Researchers from England and Italy tested the "FIFA 11+" warm-up program -- created primarily to prevent knee and leg injuries in soccer -- on young male players for an elite Italian basketball club.
The FIFA 11+ program, which combines running, jumping and stretching exercises, has already been shown to reduce injuries among soccer players. One study of female youth-league soccer players found that it cut injury risk by up to 40 percent.
In the United States alone, more than 30 million children and teens play sports. High-school athletes, alone, account for nearly two million sports-related injuries each year, according to the Centers for Disease Control and Prevention.
The FIFA 11+ exercises (bit.ly/sU8zw0) aim to strengthen the core muscles -- abs, hips and glutes -- and promote proper body mechanics when running, jumping and twisting, according to the researchers.
"We hypothesized that the FIFA 11+ program would be effective in preventing injuries in other high speed sports where sudden changes of direction, and lots of hopping, jumping, and landing is required," said study author Dr. Nicola Maffulli, an orthopedic surgeon at the Centre for Sports and Exercise Medicine at Mile End Hospital in London, in an email to Reuters Health.
To test their theory, Maffulli and fellow researchers followed 11 teams in one basketball club. They randomly assigned seven of the teams to use the FIFA 11+ training program during practices and before matches and four of the teams to warm up as usual during the season. Players ranged in age from 11 to 24 years old.
Before the season began, researchers met with coaches and team captains to show them how to perform the exercises.
Over the course of the nine-month season, injury rates were significantly lower in the group using the FIFA 11+ training program compared to those warming up as usual.
Overall, 14 of 80 players in the FIFA 11+ group were injured, while 17 of 40 players in the other group had injuries. The results translated to a rate of 0.95 injuries for every 1,000 combined hours spent playing matches and practicing during the season in the FIFA 11+ group, while players in the comparison group had 2.16 injuries per 1,000 hours of time on the court.
"This shows that a dynamic, active warm-up program designed around injury prevention has the potential to really cut risks," Timothy Hewett, director of research at Ohio State University Sports Medicine and Cincinnati Children's Hospital Sports Medicine Biodynamics Center, told Reuters Health. Hewett was not involved in the study.
The FIFA 11+ program did not, however, significantly reduce the players' risk of knee or ankle injuries, the two most commonly injured sites in basketball, according to findings in the American Journal of Sports Medicine.
And it's not clear these results would translate to girls, other age groups or athletes of different ability levels, said the researchers.
"While the results are provocative, more research is needed before we can say that all basketball players should be using this program," said Dr. Kristina Wilson, a pediatric sports medicine specialist at Phoenix Children's Hospital in Arizona who also was not involved in the study.

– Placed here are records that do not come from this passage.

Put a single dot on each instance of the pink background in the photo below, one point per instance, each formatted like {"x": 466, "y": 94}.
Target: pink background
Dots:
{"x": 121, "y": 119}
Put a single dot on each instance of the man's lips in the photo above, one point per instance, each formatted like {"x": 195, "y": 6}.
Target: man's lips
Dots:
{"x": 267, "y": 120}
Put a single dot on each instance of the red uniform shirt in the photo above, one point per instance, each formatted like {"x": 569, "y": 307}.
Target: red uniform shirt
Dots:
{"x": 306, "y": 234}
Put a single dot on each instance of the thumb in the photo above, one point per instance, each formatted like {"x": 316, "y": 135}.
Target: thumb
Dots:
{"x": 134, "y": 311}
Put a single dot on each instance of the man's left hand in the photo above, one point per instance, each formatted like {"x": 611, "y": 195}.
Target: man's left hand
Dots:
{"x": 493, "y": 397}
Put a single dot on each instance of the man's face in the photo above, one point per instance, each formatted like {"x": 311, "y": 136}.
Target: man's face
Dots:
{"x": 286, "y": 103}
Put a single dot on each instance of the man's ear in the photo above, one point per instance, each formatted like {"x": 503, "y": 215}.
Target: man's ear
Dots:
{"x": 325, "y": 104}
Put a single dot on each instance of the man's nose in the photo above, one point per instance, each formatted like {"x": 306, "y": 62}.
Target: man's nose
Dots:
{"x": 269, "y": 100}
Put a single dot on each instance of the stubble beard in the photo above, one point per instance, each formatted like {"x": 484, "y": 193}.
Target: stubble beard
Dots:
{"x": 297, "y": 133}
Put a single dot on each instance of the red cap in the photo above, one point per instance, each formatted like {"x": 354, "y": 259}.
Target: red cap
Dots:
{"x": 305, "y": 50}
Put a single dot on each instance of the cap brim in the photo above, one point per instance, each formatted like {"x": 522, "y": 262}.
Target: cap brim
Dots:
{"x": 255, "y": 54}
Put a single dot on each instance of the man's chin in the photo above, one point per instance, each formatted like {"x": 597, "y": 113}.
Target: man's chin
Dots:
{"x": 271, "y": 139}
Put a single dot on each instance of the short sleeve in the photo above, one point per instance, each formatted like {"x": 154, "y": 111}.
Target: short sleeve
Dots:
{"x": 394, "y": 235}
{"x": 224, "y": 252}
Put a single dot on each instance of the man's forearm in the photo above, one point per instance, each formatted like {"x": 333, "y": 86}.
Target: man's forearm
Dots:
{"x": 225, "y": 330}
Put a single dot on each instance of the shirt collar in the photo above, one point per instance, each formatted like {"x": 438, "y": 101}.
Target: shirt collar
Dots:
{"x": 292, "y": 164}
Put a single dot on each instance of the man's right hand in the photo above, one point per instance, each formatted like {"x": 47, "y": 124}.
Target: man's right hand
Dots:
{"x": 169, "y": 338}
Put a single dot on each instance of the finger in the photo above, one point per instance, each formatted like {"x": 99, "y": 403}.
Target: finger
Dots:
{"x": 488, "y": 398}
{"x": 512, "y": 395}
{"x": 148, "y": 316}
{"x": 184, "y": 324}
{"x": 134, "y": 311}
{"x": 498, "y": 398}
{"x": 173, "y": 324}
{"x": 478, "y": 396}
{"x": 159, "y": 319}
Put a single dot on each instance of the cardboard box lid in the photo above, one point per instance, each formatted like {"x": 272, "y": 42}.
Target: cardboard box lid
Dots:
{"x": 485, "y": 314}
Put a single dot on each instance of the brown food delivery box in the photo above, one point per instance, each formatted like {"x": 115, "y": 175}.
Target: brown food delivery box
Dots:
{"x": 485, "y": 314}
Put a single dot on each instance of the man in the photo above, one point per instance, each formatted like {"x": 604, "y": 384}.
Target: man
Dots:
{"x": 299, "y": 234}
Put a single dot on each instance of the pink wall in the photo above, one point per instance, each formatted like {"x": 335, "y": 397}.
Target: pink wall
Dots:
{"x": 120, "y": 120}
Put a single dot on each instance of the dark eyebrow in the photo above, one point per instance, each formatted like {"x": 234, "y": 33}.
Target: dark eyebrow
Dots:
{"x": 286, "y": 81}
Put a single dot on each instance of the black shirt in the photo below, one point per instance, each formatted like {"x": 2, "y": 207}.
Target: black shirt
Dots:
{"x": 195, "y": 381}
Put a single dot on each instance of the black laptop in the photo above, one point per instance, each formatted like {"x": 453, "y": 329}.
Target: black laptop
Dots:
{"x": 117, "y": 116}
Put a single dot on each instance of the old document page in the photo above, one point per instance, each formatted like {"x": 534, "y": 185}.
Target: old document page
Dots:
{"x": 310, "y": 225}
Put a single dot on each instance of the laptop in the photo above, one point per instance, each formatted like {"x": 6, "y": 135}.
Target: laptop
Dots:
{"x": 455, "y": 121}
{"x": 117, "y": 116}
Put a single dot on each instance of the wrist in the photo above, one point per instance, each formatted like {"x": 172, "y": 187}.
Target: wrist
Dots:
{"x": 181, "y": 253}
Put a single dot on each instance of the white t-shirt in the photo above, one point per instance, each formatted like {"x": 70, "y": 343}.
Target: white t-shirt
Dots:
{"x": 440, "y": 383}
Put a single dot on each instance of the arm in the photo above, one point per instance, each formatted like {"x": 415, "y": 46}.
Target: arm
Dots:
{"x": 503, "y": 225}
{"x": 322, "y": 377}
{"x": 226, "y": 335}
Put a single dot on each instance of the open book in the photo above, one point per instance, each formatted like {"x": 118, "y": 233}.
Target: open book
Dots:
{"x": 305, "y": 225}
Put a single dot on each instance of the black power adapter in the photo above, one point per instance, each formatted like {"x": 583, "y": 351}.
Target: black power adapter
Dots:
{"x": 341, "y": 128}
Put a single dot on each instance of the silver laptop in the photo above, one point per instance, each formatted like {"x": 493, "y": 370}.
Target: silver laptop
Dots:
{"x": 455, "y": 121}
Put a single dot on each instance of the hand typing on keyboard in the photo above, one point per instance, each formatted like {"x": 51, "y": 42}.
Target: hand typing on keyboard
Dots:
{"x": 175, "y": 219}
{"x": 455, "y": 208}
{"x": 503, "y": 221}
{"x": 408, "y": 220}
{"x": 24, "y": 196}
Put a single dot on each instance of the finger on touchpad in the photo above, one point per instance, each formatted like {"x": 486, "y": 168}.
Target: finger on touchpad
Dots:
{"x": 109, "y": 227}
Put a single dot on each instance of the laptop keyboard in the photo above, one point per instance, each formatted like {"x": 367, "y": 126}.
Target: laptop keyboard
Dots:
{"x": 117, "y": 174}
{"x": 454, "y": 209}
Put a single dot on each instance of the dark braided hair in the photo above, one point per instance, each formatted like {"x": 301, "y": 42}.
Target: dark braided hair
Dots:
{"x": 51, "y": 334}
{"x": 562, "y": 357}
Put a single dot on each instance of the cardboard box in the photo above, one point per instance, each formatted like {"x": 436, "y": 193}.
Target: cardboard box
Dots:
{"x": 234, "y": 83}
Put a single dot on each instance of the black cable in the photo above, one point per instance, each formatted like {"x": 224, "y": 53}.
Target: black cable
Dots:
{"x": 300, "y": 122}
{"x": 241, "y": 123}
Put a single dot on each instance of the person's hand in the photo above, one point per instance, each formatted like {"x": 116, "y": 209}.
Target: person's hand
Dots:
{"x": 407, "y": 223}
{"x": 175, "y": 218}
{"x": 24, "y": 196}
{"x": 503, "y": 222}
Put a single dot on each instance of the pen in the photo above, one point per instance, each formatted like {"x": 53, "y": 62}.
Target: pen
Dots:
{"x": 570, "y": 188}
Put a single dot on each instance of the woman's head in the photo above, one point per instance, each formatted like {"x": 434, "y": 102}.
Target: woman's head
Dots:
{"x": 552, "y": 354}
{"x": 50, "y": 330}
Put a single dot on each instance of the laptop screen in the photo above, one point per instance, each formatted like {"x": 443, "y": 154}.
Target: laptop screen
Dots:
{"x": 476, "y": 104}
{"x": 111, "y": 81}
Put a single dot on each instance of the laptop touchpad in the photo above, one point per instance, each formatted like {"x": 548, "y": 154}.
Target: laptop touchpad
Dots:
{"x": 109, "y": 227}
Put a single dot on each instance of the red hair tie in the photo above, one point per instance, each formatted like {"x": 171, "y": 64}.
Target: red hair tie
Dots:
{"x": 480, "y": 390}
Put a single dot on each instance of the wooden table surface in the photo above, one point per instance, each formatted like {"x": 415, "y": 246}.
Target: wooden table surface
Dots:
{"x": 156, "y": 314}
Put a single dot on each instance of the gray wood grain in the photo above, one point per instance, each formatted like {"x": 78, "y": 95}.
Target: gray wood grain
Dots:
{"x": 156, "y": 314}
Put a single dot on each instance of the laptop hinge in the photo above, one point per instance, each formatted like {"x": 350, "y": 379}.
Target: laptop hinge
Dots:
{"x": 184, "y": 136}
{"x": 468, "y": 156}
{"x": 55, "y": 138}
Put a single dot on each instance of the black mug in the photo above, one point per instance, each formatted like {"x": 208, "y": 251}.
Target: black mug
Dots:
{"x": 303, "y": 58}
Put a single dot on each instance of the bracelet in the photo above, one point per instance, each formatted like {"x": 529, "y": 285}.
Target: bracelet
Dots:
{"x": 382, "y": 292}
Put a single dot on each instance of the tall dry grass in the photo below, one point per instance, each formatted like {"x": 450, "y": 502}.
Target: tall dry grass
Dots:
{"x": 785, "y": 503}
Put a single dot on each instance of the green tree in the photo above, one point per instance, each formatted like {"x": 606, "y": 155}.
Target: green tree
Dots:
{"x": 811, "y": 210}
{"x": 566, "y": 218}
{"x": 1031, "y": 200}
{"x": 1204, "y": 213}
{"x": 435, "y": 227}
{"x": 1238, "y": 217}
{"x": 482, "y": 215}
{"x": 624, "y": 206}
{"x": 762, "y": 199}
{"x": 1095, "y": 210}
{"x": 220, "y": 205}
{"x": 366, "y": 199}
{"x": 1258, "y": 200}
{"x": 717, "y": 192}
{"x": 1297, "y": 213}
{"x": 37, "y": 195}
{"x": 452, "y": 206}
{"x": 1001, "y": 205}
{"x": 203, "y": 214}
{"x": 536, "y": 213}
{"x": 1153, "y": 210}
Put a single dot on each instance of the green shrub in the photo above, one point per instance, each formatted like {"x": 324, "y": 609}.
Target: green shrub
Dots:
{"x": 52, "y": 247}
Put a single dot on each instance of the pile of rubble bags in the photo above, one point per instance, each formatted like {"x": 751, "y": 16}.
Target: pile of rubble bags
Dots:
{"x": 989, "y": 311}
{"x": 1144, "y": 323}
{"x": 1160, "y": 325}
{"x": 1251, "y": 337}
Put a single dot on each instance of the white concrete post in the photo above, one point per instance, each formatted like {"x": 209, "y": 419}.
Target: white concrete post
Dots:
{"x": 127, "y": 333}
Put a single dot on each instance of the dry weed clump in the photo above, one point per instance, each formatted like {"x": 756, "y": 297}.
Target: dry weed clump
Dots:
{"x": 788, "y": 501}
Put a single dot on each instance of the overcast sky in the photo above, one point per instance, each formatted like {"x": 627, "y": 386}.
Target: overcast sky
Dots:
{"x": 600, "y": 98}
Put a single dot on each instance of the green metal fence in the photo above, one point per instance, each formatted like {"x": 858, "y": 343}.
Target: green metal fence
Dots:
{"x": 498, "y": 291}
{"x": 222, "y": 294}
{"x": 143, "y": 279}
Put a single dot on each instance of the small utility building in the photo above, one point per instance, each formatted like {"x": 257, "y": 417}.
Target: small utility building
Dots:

According to Hewett, significant limitations in the design of the study may have affected results, too.
For instance, the coaches and all the athletes knew whether or not they were assigned to the FIFA 11+ program, and all were well aware of the expected outcomes of using the program, which has a track record of reducing injuries. That, according to Hewett, could potentially lead to a placebo effect among players using the specialized warm-up.
Players on teams that didn't use the FIFA 11+ program were also older -- they averaged 15.2 years old -- and as a result, were taller and heavier than athletes on teams that used the program, who were on average 13.5 years old.
You would expect more injuries in bigger, taller kids no matter what warm-up they did, said Hewett. "It's simple physics -- the bigger they are, the harder they fall."
In addition to exercises that strengthen the core muscles, rest is key to injury prevention in child and teen athletes too, said Wilson.
"Kids need at least two days a week to recover, and a couple months off each year from their primary sport," she told Reuters Health.